SURC 2025 Student Presentations
SUNY Undergraduate Research Conference Student Presentations

Style as Author and Author as Style: Analyzing the Ambivalent Baldwin

Authors: Jack Byrne, Mariel Rodney

SUNY Campus: Purchase College

Presentation Type: Oral

Location: UUW 325

Presentation #: 9

Timeslot: Session B 10:15-11:15 AM

Abstract: In this presentation, I argue that James Baldwin’s essays continue a critique of American sexual norms that Giovanni’s Room initiates. I arrive at this argument by posing a question: How does Baldwin’s work make visible a series of anxieties around depicting queer desire? I suggest that Baldwin’s work stylistically refuses simplistic models of sexual knowledge.
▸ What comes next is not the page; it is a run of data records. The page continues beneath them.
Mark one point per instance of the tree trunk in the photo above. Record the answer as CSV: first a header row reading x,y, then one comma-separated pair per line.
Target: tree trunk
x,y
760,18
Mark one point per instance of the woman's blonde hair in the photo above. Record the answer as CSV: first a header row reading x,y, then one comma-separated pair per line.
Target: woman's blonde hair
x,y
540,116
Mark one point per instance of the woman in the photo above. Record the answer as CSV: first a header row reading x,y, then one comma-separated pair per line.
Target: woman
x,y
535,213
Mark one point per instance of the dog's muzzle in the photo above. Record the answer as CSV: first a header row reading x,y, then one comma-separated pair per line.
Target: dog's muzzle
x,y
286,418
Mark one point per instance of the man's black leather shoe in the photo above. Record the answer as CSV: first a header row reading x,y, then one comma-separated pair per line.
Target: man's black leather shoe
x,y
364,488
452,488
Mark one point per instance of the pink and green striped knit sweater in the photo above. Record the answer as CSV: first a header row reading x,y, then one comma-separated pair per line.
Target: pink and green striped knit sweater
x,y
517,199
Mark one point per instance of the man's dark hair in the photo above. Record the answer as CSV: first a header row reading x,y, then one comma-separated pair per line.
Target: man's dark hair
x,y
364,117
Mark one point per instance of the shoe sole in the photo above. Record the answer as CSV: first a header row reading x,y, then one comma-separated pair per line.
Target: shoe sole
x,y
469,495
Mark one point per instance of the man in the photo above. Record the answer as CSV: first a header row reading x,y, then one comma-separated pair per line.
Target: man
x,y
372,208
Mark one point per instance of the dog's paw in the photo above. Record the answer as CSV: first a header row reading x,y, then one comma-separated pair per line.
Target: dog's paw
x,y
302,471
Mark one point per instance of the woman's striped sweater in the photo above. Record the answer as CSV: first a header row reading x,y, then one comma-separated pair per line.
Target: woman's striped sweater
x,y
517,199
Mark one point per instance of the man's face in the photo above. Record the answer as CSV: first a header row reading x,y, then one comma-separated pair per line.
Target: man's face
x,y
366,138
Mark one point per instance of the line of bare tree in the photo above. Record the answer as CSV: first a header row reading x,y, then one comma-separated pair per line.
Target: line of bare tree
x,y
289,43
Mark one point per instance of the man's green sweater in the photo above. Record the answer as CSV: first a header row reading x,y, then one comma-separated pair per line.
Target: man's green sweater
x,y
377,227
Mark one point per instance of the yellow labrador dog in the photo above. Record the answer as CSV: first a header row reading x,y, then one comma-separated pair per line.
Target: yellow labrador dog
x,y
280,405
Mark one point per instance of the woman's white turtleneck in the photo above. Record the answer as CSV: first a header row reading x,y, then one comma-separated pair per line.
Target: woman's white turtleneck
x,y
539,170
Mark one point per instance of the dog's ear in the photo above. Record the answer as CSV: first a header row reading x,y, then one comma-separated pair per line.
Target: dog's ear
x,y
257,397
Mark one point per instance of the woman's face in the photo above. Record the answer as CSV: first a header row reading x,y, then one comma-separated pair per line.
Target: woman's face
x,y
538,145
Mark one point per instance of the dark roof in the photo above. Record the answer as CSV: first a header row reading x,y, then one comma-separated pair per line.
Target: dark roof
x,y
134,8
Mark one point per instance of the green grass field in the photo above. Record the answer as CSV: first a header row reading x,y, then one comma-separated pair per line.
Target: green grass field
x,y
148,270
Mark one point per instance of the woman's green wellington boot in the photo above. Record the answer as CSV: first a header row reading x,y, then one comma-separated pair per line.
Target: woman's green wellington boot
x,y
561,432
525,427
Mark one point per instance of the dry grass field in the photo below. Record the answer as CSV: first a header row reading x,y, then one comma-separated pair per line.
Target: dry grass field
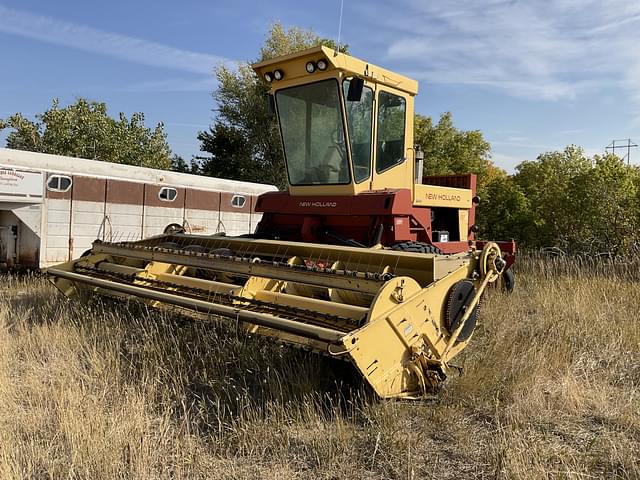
x,y
550,389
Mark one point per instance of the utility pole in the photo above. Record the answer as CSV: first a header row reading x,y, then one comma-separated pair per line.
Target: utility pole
x,y
618,144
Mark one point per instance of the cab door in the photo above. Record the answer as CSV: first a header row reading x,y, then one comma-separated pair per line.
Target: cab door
x,y
393,149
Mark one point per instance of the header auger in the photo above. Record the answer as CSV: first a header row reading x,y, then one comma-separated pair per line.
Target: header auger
x,y
356,261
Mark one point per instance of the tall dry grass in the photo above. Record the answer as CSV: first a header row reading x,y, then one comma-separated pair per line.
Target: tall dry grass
x,y
549,390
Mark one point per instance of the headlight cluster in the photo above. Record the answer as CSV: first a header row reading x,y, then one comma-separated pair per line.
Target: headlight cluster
x,y
321,65
275,75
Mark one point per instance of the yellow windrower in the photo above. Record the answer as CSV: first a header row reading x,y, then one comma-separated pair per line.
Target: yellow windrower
x,y
399,316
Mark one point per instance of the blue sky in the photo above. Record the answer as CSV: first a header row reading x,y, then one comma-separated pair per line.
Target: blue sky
x,y
532,75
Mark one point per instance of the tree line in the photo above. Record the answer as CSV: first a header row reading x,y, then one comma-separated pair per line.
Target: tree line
x,y
564,199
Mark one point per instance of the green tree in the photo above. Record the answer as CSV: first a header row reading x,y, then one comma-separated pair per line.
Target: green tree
x,y
580,204
550,185
84,129
504,211
448,150
244,141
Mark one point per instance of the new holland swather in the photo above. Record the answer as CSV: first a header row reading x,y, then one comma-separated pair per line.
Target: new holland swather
x,y
362,259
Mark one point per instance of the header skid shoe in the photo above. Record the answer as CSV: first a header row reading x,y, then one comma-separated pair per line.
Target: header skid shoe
x,y
384,310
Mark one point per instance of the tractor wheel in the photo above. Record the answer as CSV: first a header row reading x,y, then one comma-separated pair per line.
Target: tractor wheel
x,y
416,247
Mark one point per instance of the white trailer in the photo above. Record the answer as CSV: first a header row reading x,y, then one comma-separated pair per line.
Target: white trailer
x,y
53,207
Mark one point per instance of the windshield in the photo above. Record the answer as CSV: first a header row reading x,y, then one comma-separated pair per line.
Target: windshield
x,y
313,134
359,119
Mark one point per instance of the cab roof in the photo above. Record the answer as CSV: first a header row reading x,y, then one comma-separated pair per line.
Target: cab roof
x,y
293,67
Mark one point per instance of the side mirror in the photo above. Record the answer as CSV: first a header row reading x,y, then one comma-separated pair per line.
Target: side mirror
x,y
271,105
354,94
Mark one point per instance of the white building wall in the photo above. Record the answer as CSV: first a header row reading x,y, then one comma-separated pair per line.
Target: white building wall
x,y
156,219
87,219
58,216
123,222
204,222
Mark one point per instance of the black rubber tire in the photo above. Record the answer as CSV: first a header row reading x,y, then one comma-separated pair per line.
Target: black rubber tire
x,y
416,247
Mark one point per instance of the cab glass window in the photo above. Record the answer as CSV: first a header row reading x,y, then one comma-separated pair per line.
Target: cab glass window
x,y
167,194
59,183
391,131
313,134
359,120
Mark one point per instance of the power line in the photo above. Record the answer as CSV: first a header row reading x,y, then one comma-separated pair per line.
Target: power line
x,y
617,144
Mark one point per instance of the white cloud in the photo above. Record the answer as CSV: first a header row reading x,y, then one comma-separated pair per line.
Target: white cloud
x,y
540,49
204,84
58,32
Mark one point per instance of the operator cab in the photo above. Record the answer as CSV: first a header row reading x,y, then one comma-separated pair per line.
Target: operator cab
x,y
343,122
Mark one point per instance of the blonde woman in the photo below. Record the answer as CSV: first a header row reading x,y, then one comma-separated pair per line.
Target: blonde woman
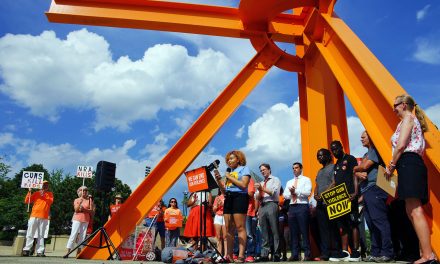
x,y
408,144
83,211
236,202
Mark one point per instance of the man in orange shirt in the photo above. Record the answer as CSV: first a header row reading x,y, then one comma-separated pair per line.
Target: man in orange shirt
x,y
37,224
159,210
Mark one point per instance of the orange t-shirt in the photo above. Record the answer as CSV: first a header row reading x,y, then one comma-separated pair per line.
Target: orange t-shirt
x,y
173,218
157,210
251,205
219,200
114,208
42,204
82,217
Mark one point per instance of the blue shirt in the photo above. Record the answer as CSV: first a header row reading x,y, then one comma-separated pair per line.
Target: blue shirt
x,y
238,173
372,171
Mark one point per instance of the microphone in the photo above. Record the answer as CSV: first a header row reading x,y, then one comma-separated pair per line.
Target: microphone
x,y
213,165
228,170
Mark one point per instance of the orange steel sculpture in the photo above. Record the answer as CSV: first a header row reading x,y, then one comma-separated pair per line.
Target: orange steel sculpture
x,y
330,60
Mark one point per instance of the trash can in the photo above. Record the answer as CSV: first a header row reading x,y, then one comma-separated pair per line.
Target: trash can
x,y
19,241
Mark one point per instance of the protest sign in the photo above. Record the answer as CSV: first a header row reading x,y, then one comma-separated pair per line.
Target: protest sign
x,y
337,200
32,179
84,172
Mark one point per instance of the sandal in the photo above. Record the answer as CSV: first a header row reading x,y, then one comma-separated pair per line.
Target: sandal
x,y
239,260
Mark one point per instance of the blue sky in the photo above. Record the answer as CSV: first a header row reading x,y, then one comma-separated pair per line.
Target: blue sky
x,y
73,95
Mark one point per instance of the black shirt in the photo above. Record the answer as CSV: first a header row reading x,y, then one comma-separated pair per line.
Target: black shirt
x,y
343,171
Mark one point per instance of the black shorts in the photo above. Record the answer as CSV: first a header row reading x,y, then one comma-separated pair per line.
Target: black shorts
x,y
236,203
412,176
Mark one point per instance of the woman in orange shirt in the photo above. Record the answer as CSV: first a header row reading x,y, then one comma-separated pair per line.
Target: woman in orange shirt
x,y
83,211
173,222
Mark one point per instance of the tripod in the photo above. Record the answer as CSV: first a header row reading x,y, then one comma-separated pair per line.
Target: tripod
x,y
203,239
108,242
102,235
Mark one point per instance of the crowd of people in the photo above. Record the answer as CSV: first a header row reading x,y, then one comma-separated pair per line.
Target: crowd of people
x,y
242,205
285,215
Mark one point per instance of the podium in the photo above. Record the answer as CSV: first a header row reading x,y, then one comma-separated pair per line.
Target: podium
x,y
201,180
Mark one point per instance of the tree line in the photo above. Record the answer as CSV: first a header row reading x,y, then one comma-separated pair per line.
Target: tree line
x,y
14,214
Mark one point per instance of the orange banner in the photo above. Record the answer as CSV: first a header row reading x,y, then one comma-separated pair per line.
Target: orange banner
x,y
197,180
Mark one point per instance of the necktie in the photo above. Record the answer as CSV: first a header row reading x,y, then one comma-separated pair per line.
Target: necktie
x,y
295,184
264,185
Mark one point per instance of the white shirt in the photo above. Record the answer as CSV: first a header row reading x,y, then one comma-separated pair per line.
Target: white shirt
x,y
274,185
302,190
The shared stylistic ambivalence of these two forms, one written in the mode of fiction, the others written using autobiographical address and analysis, forms the basis for my discussion. My methodology builds off of recent scholarship on Baldwin that reconsiders his contributions to queer theory and fiction. Throughout Giovanni’s Room, Baldwin strategically uses long, qualifying sentences that are constantly shifting, providing descriptions only to further complicate them in the next breath. No statement ever stands on its own, making for a reading experience that can only be described as ambivalent; the reader must sit with contradiction. On the one hand, this syntactic ambivalence structurally mirrors David’s ambivalence as a character in the novel; he refuses to accept his same-sex desire at the same time that his desire compels consummation. This structural and thematic ambivalence in Giovanni’s Room is mirrored in Baldwin’s strategic use of the personal essay as a genre. I argue that given these shared strategies, the stylistic ambivalence in Giovanni's Room cannot be fully understood without the contextualization provided by his essays.